(I’d like to dedicate this to my late friend Svein Myreng, a disciple of Thich Nhat Hahn, and a find poet and chronic illness advocate. Check out his Plum Poerms if you can find it.)
For most of my life I have been carrying around a kong-an that has at various times challenged and disturbed both my creative life and worldview. It is a quote by the Russian writer Isaac Babel: “How can you be a writer when you don’t know the names of trees?” Sometimes I’ve taken this as a challenge to learn as much as I can from life, that nothing is such that I should casually dismiss it. At other times, however, I have seen it as a challenge to my lack of attention to life, the simple details of the world that were alien to me. Yet the Dharma might say that the name doesn’t make a difference: see the tree and see that both it and whatever you name it is of the same nature as you, empty of essential substance and interdependent with all fleeting sentient life! In other words, through attention and mindfulness, it is possible to see the world for what it is, and that it doesn’t revolve around me.
I realize now with irony that in both my inattention and my occasional passion to learn the names to everything I was trying to become the self I wished to be, and with a self that I barely knew. That disappointing self, like all my versions of it, only existed in those inner narratives we all constantly spin to ourselves and given life by my believing them. Implicit in this, of course, was the idea that my spiritual path only concerned me. It was not on my radar that it, if honest and in correct view, was meant to serve others, not the crazy heart of those narratives.
Thoughts may be ephemeral and without substance, but once they are grasped and viewed as necessary and vital to one’s navigation of the world, they are very real, grandiose as well as detrimental. The persona I created was one of fearlessness and openness to the point of recklessness. I sought extreme experiences. Those stories—being shot at, being chased by the police through the inner city in a car driven by a friend high on crack, arguing with my first wife over whether or not infamous Voodoo priestess Marie Laveau had appeared in her backseat to talk her while driving home from her job as a blackjack dealer—were all true, and certainly gave me plenty of material for my writing. I can see now that they also served the purpose of providing me with a kind of armor. I was proving my ability to endure, so I thought; in reality I was donning an armor which prevented me from truly engaging with the world—with curiosity, vulnerability, focus.
One may be aware of the incongruence between what one wishes to be and what one is, but ignorant of one’s framing and feeding both desired and undesired self. That was my situation. I was torn by my inability to live up to who I wanted to be, who I “knew” I really was, but never questioned whether that future Mike was even possible or realistic.
What is there to do?
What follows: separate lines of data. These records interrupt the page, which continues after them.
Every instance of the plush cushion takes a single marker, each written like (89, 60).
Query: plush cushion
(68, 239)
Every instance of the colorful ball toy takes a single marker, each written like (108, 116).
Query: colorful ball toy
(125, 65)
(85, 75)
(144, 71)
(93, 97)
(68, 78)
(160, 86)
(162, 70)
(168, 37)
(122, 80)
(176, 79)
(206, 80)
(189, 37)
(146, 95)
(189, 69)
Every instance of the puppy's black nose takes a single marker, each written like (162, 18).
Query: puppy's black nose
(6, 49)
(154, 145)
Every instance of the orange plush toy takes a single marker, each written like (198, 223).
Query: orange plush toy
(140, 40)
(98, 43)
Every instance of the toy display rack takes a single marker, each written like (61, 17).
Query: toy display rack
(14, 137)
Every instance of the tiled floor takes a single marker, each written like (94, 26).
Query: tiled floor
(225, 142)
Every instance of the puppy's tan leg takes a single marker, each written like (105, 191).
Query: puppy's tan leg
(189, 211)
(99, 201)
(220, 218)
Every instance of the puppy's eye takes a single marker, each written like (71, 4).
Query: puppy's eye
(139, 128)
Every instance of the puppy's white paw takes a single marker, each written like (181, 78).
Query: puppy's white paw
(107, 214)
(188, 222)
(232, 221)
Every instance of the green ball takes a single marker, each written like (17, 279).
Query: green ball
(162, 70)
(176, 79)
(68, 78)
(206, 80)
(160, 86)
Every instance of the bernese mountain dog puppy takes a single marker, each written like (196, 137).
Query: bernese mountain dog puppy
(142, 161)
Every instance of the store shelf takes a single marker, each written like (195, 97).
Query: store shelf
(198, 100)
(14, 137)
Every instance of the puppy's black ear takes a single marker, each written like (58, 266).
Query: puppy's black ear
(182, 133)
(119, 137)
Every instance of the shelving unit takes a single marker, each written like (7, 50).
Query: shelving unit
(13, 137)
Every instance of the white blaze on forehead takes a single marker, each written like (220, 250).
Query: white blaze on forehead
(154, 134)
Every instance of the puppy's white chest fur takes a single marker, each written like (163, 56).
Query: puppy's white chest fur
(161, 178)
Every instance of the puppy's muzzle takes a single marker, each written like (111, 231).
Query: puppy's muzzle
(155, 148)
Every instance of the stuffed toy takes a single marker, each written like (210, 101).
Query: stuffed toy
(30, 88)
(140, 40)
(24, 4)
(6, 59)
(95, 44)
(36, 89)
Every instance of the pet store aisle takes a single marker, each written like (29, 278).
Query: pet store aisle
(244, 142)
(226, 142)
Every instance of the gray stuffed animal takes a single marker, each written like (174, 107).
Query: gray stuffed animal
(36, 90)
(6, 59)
For me, I finally sat down, took a breath, and looked around to see where I was. Literally. Not where or who I wanted to be, not with a scholarly understanding of the underlying concepts and scientific designations of what I saw. I looked without seeking a name for myself.
We have oak trees in our yard, and a Japanese maple, plus some evergreens that are overgrown. I am sitting in the kitchen facing a large window that looks out on a tree I still can’t name. What is the name of that tree? What is this? To deeply question one’s beliefs and biases, to penetrate into the Great Doubt, is to become less concerned with personal preferences. To fully see the tree, to hear it, to touch it, to see it as a part of you, is to not be concerned with labels. If you are really looking at your life, paying attention to it with curiosity, no Self is even there. It is not needed.
Look at the tree. Let the tree look at you. You’ll both like it that way.